You can reference this package directly in your Python code or refer to example.py in the project.

from tw_finreport_scraper import run_scraper

# Directly call the core scraper function
run_scraper(
    type="all",          # "annual", "quarterly", or "all"
    year="114",         # Minguo year
    codes=["2330"],     # List of stock codes or "ALL"
    quarters=[1, 2, 3], # List of quarters
    base_path="./data"  # Output directory
)

Function Arguments (run_scraper)

  • type: Scraping Type.
    • annual: Annual reports and related documents (e.g., meeting minutes, top 10 shareholders).
    • quarterly: Quarterly financial reports (AI1).
    • all: Both annual and quarterly reports.
    • Default: annual
  • year: Minguo Year (e.g., 114).
  • codes: Stock Codes.
    • A list of strings, e.g., ["2330", "2498"].
    • Use ["ALL"] to automatically fetch all listed stocks.
  • quarters: Quarters (1, 2, 3, 4).
    • Only valid when type is quarterly or all.
  • cooldown: Rate Limit Cooldown. Base seconds to wait when rate limited. Default is 15s.
  • retries: Max Retries. Maximum attempts for rate limiting or "file processing" states. Default is 10.
  • base_path: Output Root Directory. The tool will create a twse_output folder inside this path.

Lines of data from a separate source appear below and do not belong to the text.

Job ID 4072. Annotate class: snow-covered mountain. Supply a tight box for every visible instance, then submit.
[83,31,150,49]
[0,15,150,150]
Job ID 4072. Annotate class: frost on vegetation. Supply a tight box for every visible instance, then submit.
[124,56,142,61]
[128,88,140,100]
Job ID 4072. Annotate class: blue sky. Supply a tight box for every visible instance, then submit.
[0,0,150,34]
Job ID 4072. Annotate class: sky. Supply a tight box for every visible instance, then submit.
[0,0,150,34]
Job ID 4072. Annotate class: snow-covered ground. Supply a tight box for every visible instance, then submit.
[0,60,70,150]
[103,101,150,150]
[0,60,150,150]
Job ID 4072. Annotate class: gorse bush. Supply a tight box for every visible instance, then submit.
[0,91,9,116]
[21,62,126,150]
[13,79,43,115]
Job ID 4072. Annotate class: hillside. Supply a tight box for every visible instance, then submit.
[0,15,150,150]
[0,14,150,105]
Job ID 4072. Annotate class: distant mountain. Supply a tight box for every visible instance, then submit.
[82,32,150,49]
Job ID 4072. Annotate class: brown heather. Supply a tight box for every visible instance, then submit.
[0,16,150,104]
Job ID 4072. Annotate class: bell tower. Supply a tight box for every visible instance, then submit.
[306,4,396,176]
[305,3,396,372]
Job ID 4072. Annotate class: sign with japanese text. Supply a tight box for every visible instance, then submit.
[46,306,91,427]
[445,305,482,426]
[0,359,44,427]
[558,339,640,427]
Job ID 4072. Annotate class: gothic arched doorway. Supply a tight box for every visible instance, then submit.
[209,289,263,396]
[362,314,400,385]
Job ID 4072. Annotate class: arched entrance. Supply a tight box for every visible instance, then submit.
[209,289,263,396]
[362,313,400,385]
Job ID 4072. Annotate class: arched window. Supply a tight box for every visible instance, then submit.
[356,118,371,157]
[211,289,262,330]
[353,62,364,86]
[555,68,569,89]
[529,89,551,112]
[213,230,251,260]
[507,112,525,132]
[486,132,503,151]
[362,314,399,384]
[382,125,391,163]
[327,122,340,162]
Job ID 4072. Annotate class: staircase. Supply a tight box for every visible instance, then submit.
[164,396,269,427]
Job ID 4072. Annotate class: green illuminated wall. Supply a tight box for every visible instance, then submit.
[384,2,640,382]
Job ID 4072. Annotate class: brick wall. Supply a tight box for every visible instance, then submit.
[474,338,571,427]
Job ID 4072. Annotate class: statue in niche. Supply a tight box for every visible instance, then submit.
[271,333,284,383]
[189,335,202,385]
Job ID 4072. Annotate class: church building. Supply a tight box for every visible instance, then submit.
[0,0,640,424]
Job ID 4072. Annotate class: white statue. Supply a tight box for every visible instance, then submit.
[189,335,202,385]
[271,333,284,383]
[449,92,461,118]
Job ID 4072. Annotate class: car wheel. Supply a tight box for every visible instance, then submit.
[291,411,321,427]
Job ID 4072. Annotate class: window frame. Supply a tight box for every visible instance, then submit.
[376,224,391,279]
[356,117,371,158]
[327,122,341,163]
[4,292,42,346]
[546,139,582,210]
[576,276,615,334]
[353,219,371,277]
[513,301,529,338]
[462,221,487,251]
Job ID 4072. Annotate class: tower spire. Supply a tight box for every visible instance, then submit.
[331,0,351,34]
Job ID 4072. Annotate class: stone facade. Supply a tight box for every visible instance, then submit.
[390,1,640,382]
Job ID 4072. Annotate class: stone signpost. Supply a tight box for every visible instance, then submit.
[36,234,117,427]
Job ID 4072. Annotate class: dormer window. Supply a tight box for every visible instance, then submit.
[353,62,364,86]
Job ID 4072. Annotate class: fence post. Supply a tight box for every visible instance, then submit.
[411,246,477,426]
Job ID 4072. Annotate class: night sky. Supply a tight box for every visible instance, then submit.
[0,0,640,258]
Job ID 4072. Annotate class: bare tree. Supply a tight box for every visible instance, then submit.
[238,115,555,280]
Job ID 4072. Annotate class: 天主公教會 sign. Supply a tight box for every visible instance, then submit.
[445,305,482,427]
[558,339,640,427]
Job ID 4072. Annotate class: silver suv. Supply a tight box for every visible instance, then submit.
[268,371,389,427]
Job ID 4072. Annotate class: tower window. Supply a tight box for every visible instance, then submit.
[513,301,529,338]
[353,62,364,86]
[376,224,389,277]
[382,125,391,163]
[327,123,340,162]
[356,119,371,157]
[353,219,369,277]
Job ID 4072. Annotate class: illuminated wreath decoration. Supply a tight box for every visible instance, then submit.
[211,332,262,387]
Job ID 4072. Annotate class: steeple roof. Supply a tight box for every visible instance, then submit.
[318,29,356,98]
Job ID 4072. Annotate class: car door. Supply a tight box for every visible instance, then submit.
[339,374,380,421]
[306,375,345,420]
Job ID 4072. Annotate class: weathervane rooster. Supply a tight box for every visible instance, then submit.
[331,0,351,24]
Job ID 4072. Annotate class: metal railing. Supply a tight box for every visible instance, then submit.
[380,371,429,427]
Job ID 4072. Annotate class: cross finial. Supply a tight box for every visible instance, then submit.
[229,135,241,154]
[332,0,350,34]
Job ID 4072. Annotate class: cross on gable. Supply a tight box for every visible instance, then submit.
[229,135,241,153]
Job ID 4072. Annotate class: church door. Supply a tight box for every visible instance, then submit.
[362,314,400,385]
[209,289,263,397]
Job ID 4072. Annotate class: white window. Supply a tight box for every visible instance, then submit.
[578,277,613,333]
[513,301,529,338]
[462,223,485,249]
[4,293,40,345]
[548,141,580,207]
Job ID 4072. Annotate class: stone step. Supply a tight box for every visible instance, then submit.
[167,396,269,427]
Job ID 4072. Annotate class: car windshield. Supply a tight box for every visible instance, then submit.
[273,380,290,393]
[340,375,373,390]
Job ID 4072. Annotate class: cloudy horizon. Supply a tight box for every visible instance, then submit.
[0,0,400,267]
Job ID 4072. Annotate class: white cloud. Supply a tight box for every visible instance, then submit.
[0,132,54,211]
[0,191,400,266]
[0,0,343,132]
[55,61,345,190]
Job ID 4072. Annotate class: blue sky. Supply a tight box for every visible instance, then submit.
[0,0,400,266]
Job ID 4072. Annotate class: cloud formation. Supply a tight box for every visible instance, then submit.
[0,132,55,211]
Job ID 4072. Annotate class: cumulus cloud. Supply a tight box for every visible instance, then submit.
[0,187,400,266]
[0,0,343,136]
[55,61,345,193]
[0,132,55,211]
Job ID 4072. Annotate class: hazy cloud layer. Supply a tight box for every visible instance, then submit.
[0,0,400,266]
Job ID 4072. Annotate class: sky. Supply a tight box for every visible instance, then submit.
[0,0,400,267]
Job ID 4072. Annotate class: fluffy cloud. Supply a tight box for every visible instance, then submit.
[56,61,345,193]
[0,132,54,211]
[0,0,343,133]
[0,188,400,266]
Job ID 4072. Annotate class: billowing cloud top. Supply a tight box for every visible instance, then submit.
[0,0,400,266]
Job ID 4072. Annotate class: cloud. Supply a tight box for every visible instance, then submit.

Efficiency and Design Philosophy

1. Execution Time Estimate

Based on current TWSE rate limits, scraping all listed stocks for a full year's data takes approximately 2 to 4 days.

2. Regarding Proxy Support

This tool does not include Proxy support for the following reasons:

  • Low Frequency: Financial reports are updated infrequently (4 times a year for quarterly, once for annual).
  • No Urgency: Stability is prioritized over speed.

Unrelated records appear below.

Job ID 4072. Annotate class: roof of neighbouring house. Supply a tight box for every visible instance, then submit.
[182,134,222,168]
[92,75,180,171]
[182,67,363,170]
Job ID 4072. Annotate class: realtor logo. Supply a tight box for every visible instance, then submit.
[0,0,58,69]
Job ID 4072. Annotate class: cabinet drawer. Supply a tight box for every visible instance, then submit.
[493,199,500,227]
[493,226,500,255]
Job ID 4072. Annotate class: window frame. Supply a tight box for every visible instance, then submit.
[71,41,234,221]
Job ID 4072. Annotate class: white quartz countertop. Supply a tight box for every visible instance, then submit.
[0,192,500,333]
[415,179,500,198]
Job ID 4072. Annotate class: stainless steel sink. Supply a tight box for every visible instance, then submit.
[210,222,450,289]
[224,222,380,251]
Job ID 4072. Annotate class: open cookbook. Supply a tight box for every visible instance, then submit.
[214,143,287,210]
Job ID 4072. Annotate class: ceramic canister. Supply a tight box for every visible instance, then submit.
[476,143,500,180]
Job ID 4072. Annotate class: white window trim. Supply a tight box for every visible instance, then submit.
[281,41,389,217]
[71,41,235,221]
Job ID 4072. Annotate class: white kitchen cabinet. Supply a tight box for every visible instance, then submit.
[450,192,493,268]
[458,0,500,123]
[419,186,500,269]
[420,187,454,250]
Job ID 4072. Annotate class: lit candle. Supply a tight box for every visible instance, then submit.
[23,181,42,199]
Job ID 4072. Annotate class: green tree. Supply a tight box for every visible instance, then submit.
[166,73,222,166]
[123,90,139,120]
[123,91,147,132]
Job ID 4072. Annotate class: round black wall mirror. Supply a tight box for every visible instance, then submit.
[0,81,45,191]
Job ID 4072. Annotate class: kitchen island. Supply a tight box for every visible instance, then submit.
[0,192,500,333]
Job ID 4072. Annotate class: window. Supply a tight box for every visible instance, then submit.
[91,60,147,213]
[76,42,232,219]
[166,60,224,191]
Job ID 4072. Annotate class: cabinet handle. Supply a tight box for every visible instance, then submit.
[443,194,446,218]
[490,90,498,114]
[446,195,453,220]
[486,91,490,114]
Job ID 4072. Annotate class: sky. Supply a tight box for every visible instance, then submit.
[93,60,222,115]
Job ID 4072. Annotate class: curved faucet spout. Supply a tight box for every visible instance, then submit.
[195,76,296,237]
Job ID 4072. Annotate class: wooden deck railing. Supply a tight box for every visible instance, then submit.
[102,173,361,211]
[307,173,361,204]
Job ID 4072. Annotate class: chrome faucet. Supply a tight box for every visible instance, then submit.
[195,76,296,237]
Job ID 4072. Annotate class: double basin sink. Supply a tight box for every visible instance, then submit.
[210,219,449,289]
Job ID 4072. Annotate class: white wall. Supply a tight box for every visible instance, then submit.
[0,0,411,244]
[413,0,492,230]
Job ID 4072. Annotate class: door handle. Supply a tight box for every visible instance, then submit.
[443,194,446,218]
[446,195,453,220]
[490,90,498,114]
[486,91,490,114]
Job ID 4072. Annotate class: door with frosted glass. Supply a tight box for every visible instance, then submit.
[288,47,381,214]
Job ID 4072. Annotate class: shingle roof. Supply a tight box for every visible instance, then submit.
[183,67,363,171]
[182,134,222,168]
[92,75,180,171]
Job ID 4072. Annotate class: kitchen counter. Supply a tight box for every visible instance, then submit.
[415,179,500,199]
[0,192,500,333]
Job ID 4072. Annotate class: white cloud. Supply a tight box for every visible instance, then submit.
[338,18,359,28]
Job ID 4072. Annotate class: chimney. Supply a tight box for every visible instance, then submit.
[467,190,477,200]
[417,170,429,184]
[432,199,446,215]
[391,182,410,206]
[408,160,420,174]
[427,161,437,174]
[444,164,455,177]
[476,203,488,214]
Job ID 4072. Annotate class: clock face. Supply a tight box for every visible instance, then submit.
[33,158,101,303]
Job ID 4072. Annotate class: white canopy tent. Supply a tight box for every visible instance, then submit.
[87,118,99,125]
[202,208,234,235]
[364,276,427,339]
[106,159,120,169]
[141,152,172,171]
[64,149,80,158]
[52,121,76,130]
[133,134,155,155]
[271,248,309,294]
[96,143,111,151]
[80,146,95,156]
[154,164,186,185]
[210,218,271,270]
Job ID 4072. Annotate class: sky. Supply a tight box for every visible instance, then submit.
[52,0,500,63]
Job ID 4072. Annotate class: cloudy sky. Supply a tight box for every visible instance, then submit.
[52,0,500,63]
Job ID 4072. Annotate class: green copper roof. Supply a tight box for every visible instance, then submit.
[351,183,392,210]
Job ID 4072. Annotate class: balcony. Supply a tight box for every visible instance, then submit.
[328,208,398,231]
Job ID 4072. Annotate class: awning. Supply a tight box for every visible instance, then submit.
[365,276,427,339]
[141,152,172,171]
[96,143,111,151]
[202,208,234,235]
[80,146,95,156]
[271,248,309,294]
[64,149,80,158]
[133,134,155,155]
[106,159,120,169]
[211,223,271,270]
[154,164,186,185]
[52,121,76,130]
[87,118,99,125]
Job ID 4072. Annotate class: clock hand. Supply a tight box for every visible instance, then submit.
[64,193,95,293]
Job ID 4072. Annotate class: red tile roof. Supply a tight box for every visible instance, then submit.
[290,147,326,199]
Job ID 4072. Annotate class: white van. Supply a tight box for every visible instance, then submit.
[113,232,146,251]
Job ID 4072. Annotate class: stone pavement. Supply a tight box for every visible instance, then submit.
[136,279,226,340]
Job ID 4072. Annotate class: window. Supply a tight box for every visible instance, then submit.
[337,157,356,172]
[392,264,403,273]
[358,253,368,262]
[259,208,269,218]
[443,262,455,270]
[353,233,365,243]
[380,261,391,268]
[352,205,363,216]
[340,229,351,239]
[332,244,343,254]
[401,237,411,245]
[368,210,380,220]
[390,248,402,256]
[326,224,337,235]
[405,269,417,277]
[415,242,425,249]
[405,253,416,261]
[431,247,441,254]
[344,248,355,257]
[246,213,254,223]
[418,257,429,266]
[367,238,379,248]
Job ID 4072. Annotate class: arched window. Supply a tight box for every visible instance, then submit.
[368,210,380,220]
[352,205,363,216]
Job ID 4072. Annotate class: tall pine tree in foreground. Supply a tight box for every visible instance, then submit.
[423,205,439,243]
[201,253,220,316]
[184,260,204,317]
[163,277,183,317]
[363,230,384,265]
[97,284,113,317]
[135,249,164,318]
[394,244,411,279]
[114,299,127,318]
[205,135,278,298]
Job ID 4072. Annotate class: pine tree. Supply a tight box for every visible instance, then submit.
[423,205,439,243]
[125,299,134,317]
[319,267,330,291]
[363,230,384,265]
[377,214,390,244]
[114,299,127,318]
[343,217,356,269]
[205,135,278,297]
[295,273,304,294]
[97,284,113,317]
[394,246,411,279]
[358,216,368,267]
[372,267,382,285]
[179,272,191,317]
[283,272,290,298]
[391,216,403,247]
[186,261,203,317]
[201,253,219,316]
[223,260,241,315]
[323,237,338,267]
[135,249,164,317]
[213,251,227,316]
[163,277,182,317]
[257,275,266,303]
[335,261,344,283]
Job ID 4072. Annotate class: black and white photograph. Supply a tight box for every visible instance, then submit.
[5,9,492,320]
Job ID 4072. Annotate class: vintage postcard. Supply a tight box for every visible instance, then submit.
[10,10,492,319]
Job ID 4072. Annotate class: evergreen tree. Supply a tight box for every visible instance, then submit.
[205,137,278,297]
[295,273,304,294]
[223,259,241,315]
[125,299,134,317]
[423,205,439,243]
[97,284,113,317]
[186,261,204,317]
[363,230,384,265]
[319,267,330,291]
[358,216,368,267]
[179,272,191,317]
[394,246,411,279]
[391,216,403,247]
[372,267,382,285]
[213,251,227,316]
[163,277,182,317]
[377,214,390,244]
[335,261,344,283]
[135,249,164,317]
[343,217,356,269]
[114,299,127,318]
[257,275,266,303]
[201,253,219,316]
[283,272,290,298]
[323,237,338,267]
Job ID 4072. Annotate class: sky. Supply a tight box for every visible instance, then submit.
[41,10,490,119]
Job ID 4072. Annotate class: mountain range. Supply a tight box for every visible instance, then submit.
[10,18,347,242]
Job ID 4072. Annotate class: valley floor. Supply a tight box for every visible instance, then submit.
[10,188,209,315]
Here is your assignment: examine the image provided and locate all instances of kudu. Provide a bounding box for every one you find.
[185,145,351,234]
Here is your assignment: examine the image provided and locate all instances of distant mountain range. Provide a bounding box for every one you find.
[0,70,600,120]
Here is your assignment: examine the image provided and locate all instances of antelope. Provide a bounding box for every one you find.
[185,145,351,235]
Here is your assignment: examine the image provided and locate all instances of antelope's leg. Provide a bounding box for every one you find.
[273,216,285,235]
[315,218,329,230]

3. Environment Recommendation (No Jupyter)

Strongly discouraged to run this in Jupyter Notebook due to conflicts between Playwright's async mechanism and Jupyter's event loop. Please use standard Python scripts (.py).

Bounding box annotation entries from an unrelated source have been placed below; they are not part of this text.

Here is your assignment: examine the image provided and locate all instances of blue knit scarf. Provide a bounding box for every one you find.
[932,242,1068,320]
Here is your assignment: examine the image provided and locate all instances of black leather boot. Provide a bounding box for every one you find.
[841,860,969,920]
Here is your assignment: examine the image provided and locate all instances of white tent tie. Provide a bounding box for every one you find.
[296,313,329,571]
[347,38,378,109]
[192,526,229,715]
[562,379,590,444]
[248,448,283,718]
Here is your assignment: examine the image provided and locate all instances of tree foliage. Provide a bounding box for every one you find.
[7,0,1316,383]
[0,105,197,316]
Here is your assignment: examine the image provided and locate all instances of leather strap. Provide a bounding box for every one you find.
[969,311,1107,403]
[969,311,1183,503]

TW FinReport Scraper (台灣證交所財報抓取工具)

這是一個用於自動化抓取台灣證券交易所(TWSE)公開資訊觀測站中上市櫃公司財報(年報、季報、股東會文件)的工具。

功能特點

  • 自動化抓取:支援年報、季報及股東會相關文件的自動下載。
  • 彈性設定:可指定年份、季度以及特定的股票代碼。
  • 限流處理:內建限流偵測與自動重試機制,避免被證交所封鎖。
  • Playwright 驅動:使用 Playwright 模擬瀏覽器行為,穩定性高。

安裝方式

1. 安裝 Python 套件

pip install tw-finreport-scraper

2. 安裝 Playwright 瀏覽器

playwright install chromium

使用方法

作為 Python 套件使用 (Library)

你可以在你的 Python 程式碼中直接引用此套件,或參考專案中的 example.py

from tw_finreport_scraper import run_scraper

# 直接呼叫套件封裝好的核心功能
run_scraper(
    type="all",          # "annual", "quarterly", 或 "all"
    year="114",         # 民國年份
    codes=["2330"],     # 股票代碼清單 或 "ALL"
    quarters=[1, 2, 3], # 季度清單
    base_path="./data"  # 輸出目錄
)

函數參數說明 (run_scraper)

  • type: 抓取類型
    • annual: 僅抓取年報及股東會相關文件(如議事錄、前十大股東關係表)。
    • quarterly: 僅抓取財務報告(季報)。
    • all: 同時抓取年報與季報。
    • 預設值: annual
  • year: 指定民國年份 (例如 114)。
  • codes: 指定股票代碼
    • 傳入字串清單,例如 ["2330", "2498"]
    • 傳入 ["ALL"] 則會自動獲取全台上市櫃股票清單進行抓取。
  • quarters: 指定季度 (1, 2, 3, 4)。
    • 僅在 typequarterlyall 時有效。
  • cooldown: 限流冷卻時間
    • 當偵測到限流時,程式每次休息的基礎秒數。預設為 15 秒。
  • retries: 最大重試次數
    • 針對限流或檔案處理中狀態的重試次數。預設為 10 次。
  • base_path: 指定輸出根目錄
    • 程式會在此目錄下建立一個 twse_output 資料夾。

執行效率與設計理念

1. 執行時間預估

根據目前證交所允許的請求頻率與限流機制,若要抓取全台所有上市櫃股票當年度的完整資料,大約需要 2 至 4 天 才能完成。

2. 關於 Proxy 功能

本工具未內建 Proxy 功能,主要基於以下考量:

  • 低頻率需求:財報屬於低頻率更新的資料,不具備即時競爭性。
  • 無急迫性:穩定抓取即可滿足大多數分析需求。

3. 環境建議 (不建議使用 Jupyter)

強烈不建議在 Jupyter Notebook 環境下執行此工具。

  • 由於 Playwright 的非同步機制與 Jupyter 的事件迴圈經常發生衝突。
  • 請使用標準的 Python 腳本 (.py) 在終端機執行。

專案結構

  • tw_finreport_scraper/: 套件核心目錄。
    • main.py: 主程式邏輯。
    • annual.py: 處理年報抓取。
    • quarterly.py: 處理季報抓取。
    • stocks.py: 獲取股票代碼清單。
    • common.py: 共用工具函數。

免責聲明

本工具僅供學術研究與個人使用,請遵守證券交易所的使用規範。

授權條款

MIT License

Project details


Download files

Download the file for your platform. If you're not sure which to choose, learn more about installing packages.

Source Distribution

tw_finreport_scraper-0.1.0.tar.gz (13.6 MB view details)

Uploaded Source

Built Distribution

If you're not sure about the file name format, learn more about wheel file names.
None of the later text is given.